What is Behcet's Disease?
What is Behcet’s Disease?
Behcet’s disease is a term used to refer to chronic inflammation of blood vessels of all sizes and types, further affecting small to large arteries and veins. Referred to as an autoinflammatory disease, the syndrome can cause a wide range of symptoms, including:
- Acne-like spots
- Genital ulcers
- Mouth sores
- Red, painful eyes
- Eye inflammation
- Abdominal pain
- Stiff, painful, swollen joints
- Blood in stools
- Blurred vision
In severe cases, it could take the form of potentially life-threatening problems. The syndrome can involve arteries supplying blood to the tissues or affect the veins that supply blood to the lungs. Inflammation of Behcet’s syndrome can affect brain, retina, skin, joints, and bowels.
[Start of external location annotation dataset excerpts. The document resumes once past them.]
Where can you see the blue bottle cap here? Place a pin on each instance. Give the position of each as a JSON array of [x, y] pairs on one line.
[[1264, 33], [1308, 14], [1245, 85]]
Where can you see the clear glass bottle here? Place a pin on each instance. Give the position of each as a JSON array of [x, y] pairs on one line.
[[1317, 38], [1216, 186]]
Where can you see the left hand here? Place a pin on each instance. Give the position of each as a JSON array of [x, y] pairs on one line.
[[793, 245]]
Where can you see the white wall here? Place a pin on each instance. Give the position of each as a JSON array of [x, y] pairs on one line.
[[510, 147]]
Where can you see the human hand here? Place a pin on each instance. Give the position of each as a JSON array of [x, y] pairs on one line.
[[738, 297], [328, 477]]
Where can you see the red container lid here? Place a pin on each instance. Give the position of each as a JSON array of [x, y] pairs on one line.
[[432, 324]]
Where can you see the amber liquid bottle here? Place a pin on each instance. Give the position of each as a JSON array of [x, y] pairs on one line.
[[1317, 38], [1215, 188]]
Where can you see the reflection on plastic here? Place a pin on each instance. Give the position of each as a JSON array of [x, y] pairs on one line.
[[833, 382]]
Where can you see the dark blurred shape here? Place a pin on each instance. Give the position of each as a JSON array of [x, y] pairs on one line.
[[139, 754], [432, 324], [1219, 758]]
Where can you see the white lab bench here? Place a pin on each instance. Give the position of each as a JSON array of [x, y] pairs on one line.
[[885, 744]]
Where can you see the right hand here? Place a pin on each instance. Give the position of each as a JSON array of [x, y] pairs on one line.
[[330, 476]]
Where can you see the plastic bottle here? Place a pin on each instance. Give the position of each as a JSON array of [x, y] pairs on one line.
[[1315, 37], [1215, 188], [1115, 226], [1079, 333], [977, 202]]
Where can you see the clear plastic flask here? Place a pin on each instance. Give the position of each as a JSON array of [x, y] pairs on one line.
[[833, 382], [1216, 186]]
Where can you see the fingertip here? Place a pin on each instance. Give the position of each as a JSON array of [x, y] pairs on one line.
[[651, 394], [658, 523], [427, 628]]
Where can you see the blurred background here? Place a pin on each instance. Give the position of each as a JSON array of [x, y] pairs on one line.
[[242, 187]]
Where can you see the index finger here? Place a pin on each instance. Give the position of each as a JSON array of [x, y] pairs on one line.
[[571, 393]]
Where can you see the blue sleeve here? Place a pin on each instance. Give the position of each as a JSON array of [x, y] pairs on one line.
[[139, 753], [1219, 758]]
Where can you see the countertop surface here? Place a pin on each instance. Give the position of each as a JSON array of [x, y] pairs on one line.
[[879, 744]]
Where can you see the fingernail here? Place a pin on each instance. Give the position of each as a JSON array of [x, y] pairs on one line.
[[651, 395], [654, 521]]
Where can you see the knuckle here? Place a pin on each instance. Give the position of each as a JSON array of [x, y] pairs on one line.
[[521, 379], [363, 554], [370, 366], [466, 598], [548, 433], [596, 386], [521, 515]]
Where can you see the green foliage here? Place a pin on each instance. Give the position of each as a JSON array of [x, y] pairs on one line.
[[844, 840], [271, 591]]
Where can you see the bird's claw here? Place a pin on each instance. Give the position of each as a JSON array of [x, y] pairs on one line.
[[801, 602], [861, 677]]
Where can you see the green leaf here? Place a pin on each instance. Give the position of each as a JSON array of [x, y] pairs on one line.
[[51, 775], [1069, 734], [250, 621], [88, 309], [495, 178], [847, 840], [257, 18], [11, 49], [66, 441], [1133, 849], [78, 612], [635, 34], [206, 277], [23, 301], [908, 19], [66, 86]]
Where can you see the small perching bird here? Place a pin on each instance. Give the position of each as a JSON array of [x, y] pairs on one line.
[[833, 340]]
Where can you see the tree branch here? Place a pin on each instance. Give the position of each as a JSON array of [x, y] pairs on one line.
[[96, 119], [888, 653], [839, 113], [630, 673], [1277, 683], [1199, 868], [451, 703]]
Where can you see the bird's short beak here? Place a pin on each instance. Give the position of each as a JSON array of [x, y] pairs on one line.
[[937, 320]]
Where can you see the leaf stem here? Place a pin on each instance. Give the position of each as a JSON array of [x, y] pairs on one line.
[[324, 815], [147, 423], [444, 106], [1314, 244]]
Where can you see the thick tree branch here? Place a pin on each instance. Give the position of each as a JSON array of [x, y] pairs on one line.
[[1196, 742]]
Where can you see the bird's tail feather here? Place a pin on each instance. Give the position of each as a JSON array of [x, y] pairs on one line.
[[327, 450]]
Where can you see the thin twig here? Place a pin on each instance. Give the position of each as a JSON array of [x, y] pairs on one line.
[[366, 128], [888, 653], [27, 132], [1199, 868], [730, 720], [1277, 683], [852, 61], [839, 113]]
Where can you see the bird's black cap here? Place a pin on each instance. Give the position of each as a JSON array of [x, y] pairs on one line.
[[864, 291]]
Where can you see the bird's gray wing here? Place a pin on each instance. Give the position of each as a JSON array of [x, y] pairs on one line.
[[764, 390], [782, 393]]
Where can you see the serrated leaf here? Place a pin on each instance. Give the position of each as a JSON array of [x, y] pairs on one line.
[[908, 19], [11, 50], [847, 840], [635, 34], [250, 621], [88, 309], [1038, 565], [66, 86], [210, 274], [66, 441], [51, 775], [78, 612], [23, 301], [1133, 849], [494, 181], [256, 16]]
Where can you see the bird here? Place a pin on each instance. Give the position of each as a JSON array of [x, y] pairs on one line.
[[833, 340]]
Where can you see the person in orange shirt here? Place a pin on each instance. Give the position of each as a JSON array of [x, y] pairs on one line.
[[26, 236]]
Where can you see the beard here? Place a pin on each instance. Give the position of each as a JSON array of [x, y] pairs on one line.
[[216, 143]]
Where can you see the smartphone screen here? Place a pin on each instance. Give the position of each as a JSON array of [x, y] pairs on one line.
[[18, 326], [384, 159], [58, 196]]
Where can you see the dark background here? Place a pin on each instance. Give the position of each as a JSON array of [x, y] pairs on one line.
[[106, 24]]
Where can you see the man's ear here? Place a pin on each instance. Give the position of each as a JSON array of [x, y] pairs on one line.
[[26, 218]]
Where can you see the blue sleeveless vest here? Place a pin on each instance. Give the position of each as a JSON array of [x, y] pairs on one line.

Though the cause of the syndrome is not yet established, it is regarded as an autoinflammatory condition, where the immune system starts attacking healthy tissues and blood vessels in the body.
In most cases, the initial signs of Behçet’s disease show up when a person is 20-30 years of age.
The disease can cause anterior or posterior uveitis. Anterior uveitis is linked to light sensitivity, blurred vision, pain, or redness of the eye.
Posterior uveitis can have more damaging effects on vision, especially the retina, often resulting in blindness.
Behcet’s disease may cause painful sores or ulcers in the mouth, which are similar in appearance to sores that frequently occur. In Behcet’s syndrome, the lesions are more frequent, numerous, and painful than those that occur normally.
Skin lesions occur in the form of red, tender nodules on ankles and legs. The lesions may appear on the arms, neck, or face.
Blood vessel walls may rupture in the lung, causing massive lung hemorrhage.
In worse conditions, Behcet’s disease may involve the central nervous system, leading to strokes, dementia, confusion, headaches, or personality changes. In some severe cases, the syndrome may affect the protective layers around the brain, resulting in aseptic meningitis.
The syndrome may cause ulcers in the gastrointestinal tract, often affecting the terminal ileum and cecum.
In males, the disease may result in painful genital lesions on the scrotum. While in females, Behcet’s disease may cause painful ulcers on the vulva.
The condition may be diagnosed by conducting a pathergy test that involves pricking the forearm with a small, sterile needle. If a small red bump occurs at the site of needle insertion, the person will test positive for the Behcet’s syndrome.
Treatment of Behcet’s Disease
Though there is no treatment for Behçet’s disease, you can control and manage the symptoms with anti-inflammatory medicines, including
- Immuno-suppressants – reduce the activity of the immune system
- Corticosteroids –anti-inflammatory drugs
- Biological therapies – target biological processes blamed for inflammation
A person suffering from Behcet’s disease may experience sudden eruption and relief from symptoms. Sometimes symptoms are severe, followed by periods of lull with no symptoms.
Inflammation of the veins and arteries can be life threatening, as it may interfere with the blood circulation to and from the heart. In the most serious cases, swelling of the eyes can cause loss of vision. In Japan, this syndrome is the leading cause of vision loss/blindness.